You’d be hard pressed to find a child who doesn’t want to build a robot out of LEGO,make it move, and challenge other child-built robots.
Robotics for Kids is just one of the Science, Technology, Engineering, and Math (STEM) programs offered at the Delta & Tsawwassen Sylvan Learning Centre. Others include Coding for Kids and Math Edge, and they all encourage creativity and imagination, problem-solving, and hands-on activities.
“We want students to take an interest now,” says Brianne Kirkby, the Centre Director. “STEM careers are the fastest growing careers. The British school system is already teaching coding, for example.”
The programs are designed to be fun for kids, but also educational.
In Robotics for Kids, students build and program robots with LEGO bricks and software, learn science and engineering concepts with pulleys, levers, and motors, and participate in a wrap-up activity to reinforce the skills learned.
“We want to show that these classes are fun and have a real-world benefit,” says Kirkby. “They’re not always the coolest subject to take at school so it’s important to have that good foundation in the younger grades, where they know they like it.
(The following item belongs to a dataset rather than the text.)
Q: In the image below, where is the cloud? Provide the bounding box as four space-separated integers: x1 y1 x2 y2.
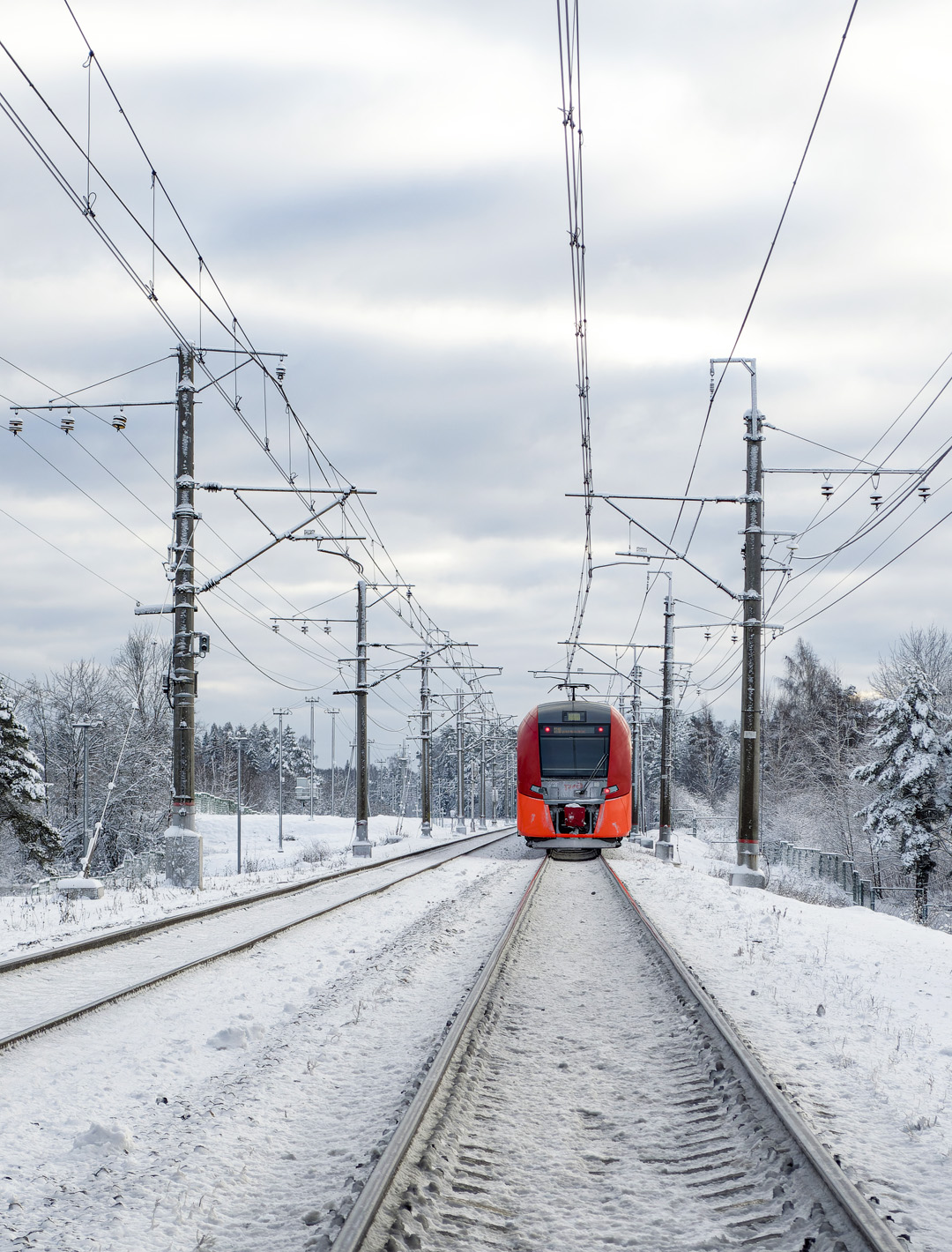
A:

It’s much harder to do once they reach high school.”
Introducing STEM early in a child’s life can open them up to more possibilities in university, as it will help them when they have to choose courses in Grade 10 that will affect their career paths.
An early exposure to STEM can be most beneficial to girls, according to Kirkby, who says only one in five people in university engineering, math, and science programs are women.
“There’s really no reason why girls shouldn’t be more involved,” says Kirkby. “If girls don’t take an interest at a younger age, it manifests into them thinking they can’t do it.”
To remedy this dearth, the Sylvan Learning Centre is reaching out to organizations such as Girl Scouts or Brownies with a focus on girls-only programs.
“Sometimes girls are put off by doing something if so many boys are involved,” says Kirkby. “They feel self-conscious about whether they belong there.”